The group's future plans are unclear, and Poncho says that Crazy Horse almost certainly won't appear at Farm Aid on September 13th in Raleigh, North Carolina. "It's just a huge expense to bring Crazy Horse there," says Poncho. "Neil did tell me that he loves this band, he loves playing with us and he wants to do it as much as he can. He didn't talk about any sort of timeframe, and I'm sure he loves playing with CSNY, too."
On the plane back to America, Poncho did approach Young with his take on what the future should hold. "I said to him, we should get together in the spring, record another Crazy Horse album and do a farewell tour next year,'" says Poncho. "Elliot was saying, 'Great idea!' But Neil's a poker player.
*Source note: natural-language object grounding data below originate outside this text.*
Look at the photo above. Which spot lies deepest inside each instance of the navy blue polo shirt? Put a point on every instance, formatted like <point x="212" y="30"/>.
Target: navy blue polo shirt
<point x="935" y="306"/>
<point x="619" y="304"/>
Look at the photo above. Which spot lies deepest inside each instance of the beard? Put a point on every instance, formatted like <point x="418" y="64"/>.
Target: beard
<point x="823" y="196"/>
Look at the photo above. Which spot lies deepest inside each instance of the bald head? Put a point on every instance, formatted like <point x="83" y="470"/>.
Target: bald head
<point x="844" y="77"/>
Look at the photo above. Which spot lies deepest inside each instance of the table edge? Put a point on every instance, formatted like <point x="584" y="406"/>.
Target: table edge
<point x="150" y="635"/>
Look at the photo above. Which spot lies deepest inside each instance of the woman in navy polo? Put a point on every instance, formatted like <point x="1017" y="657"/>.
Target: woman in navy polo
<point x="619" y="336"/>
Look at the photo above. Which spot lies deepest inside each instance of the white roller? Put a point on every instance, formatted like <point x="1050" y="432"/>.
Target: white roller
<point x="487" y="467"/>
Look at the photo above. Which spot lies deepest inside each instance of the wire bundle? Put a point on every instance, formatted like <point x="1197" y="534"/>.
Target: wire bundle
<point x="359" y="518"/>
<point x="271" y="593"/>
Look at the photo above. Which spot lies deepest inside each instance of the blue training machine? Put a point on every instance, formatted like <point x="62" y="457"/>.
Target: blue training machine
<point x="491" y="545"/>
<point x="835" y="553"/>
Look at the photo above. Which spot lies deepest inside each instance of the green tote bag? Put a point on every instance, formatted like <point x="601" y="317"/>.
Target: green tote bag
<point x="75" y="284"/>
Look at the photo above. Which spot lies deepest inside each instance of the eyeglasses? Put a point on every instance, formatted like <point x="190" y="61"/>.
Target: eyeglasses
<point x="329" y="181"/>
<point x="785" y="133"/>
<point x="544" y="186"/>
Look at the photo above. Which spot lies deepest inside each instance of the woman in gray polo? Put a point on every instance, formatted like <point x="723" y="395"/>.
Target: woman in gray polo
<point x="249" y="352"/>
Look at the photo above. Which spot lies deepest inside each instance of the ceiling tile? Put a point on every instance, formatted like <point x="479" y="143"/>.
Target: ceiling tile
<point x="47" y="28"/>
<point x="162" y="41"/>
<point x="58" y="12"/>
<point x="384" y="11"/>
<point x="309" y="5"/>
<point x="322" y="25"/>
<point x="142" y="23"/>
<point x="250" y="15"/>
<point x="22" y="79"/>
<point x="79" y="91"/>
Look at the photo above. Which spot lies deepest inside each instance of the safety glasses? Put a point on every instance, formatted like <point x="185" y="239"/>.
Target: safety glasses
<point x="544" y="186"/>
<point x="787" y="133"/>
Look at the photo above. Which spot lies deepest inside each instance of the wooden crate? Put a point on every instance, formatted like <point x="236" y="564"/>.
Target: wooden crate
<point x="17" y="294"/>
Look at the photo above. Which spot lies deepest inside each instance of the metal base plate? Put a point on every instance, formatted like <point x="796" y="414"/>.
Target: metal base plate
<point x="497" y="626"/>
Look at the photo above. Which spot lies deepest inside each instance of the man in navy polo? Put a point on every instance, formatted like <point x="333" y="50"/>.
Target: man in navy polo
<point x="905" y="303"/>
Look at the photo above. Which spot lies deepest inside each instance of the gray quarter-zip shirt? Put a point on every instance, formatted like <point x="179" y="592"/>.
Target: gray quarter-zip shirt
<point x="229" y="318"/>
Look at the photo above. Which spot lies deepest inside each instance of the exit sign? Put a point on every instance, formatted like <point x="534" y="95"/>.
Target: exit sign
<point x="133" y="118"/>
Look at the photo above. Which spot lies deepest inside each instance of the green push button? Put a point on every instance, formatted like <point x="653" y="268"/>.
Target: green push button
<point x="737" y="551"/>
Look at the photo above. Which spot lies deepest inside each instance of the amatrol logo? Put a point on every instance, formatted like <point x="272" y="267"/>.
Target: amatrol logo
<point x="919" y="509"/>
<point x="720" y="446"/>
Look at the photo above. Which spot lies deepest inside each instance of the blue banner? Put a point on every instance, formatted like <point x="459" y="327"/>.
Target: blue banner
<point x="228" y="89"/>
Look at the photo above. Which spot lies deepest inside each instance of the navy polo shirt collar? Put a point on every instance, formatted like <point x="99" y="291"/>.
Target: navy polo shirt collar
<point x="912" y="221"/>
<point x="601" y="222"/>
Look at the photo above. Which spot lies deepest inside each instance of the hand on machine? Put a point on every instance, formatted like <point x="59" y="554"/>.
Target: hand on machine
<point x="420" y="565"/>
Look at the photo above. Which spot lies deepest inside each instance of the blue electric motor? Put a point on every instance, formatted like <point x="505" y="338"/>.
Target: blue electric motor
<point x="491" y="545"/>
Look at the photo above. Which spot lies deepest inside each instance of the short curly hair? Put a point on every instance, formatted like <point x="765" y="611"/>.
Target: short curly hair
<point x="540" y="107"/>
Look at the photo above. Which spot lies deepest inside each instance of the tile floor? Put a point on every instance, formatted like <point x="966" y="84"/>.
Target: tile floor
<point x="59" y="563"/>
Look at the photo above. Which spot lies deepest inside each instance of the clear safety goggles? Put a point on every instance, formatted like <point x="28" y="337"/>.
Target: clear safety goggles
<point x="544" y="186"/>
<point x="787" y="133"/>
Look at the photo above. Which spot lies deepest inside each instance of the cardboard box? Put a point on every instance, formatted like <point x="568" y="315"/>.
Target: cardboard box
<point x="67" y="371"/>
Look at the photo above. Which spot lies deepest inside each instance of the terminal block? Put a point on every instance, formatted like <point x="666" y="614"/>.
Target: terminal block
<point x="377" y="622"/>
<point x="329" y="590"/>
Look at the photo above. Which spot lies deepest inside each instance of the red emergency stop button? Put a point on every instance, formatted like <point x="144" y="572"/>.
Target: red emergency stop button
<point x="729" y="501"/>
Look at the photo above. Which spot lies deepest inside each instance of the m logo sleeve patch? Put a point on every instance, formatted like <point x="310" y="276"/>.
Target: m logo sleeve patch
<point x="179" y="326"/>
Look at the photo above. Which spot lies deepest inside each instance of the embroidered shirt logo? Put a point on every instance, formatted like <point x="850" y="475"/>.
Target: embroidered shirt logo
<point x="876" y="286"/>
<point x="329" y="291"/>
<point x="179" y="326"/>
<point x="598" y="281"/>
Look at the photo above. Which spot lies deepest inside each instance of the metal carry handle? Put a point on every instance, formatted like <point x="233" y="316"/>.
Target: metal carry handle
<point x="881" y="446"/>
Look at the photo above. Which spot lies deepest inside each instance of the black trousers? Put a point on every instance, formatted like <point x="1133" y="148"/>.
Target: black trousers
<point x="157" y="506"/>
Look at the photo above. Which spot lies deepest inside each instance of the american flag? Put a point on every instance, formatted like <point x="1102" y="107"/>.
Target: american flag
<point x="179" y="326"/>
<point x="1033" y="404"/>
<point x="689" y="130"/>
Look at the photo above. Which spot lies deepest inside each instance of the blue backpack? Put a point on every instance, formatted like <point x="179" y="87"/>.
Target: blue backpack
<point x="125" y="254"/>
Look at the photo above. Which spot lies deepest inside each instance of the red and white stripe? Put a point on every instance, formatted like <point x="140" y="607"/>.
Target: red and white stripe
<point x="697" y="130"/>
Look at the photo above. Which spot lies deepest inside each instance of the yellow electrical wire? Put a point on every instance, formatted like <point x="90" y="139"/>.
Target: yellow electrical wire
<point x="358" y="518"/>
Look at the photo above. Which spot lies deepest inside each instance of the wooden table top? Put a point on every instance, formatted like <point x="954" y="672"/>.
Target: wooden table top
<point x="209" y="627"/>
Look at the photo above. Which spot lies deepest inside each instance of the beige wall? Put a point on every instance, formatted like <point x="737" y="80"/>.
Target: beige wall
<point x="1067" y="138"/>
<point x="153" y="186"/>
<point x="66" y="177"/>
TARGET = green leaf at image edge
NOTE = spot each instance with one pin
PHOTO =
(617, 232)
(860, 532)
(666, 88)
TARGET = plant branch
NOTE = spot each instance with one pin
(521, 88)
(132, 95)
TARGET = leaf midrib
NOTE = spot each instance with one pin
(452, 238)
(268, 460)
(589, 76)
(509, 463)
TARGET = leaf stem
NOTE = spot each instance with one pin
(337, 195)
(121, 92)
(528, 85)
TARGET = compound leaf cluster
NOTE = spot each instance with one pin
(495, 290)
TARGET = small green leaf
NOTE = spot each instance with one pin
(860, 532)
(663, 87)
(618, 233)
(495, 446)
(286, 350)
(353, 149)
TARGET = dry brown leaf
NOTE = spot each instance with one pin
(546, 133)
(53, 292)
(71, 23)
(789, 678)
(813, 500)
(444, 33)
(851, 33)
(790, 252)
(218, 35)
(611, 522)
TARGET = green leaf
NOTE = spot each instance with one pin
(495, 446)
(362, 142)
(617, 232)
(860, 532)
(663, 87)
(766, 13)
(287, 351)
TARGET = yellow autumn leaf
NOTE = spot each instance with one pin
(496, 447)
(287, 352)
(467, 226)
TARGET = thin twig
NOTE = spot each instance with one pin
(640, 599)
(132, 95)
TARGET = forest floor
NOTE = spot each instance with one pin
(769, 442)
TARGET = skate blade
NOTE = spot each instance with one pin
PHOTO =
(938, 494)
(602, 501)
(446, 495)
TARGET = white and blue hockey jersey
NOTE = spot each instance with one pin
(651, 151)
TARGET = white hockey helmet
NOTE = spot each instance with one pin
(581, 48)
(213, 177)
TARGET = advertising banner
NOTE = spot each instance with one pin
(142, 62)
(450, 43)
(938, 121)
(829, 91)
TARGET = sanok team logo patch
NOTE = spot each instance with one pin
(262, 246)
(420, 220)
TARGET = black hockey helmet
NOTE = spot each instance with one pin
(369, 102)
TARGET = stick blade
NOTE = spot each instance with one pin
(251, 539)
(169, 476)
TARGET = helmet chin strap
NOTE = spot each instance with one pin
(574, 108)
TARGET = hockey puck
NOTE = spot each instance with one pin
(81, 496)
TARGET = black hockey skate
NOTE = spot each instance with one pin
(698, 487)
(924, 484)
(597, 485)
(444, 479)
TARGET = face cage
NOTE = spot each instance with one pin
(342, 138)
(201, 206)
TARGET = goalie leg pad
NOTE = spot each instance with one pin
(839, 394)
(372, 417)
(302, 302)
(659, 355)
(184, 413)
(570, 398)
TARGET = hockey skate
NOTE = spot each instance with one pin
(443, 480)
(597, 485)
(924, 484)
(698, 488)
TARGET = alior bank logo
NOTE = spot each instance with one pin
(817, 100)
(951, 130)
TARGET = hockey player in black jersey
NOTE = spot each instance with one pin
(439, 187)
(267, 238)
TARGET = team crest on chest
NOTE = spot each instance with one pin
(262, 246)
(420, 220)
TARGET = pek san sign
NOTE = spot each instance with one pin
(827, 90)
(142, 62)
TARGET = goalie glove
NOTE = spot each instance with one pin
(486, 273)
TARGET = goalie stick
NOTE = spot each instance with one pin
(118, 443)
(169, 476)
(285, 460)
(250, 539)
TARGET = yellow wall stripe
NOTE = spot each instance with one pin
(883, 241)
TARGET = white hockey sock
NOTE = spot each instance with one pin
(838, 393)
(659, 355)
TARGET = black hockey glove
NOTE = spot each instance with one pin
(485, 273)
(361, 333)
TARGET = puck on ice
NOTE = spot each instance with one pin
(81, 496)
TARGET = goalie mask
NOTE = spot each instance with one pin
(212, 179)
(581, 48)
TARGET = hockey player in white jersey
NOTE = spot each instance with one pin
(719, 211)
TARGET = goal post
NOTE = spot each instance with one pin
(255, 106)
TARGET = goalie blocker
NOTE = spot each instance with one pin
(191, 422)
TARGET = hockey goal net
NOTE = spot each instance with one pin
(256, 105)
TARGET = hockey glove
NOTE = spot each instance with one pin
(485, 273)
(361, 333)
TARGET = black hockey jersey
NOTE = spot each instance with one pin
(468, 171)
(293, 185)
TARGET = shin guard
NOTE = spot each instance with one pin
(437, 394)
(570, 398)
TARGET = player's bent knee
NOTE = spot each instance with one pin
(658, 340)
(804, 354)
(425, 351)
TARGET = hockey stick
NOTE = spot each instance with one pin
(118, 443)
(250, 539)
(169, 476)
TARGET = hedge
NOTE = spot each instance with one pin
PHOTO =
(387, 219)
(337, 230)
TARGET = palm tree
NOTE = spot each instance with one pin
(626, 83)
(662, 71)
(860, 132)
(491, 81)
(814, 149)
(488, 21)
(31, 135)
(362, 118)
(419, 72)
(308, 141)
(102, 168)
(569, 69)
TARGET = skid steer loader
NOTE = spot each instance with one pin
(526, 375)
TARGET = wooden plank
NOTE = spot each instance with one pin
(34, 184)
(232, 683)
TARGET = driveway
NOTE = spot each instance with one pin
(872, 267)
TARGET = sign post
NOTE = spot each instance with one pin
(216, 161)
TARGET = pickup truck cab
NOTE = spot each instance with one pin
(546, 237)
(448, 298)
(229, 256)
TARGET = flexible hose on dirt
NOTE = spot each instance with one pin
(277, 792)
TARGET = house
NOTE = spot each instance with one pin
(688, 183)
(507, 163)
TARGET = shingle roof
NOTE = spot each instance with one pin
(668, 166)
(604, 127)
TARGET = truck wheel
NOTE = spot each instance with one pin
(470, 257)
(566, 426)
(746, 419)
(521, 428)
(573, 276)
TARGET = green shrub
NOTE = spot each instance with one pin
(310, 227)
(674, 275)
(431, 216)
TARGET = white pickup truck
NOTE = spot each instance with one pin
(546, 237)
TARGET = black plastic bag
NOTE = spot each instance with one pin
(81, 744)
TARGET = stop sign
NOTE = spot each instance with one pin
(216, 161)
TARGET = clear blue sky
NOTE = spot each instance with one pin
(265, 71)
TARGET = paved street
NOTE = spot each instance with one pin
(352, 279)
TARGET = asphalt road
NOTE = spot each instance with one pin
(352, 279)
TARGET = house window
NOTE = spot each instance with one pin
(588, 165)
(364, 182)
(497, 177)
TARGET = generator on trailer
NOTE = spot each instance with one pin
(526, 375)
He didn't really say anything. He's always thinking about what he's doing today and tomorrow, and right now he has acoustic shows, Pono and he's working on a fiction novel."
Whatever Crazy Horse does next, Poncho is confident that Billy Talbot will be back in playing shape whenever it rolls around. "He's going through rehab and he's playing guitar and piano, using both hands," says the guitarist. "He's walking really well. He's using a cane, though he really doesn't have to anymore. He plans on putting it down soon. He says his only real problem is that he often feels tired because of all the medication he's taking. That's just a matter of time until they figure that out. He's feeling so well that he just invited me to his house to record. I said to him, 'Are you crazy? I just got off the road.'"
With the tour behind him, Poncho is now back in Hawaii. Neil Young has a vacation house very nearby. "If my arm was in good shape I could almost throw a hardball onto his driveway," says Poncho. "Most people in this community of 22 homes are gone most of the year, though I'm here full time. Wealthy people live right on the ocean, but I'm a ghetto dweller up on one of the hills."
Gardening, snorkeling and kayaking take up most of his time these days, but visions of a Crazy Horse farewell tour continue to dance around his head. "It's not about the money," he says. "It comes from my heart. I want to do a tour where we know it's the last one and we can really say goodbye to all the people that have always been there for us. I want to share a special moment with them. I realize that might just be me being wanting everything to work out the way it does in a Frank Capra movie."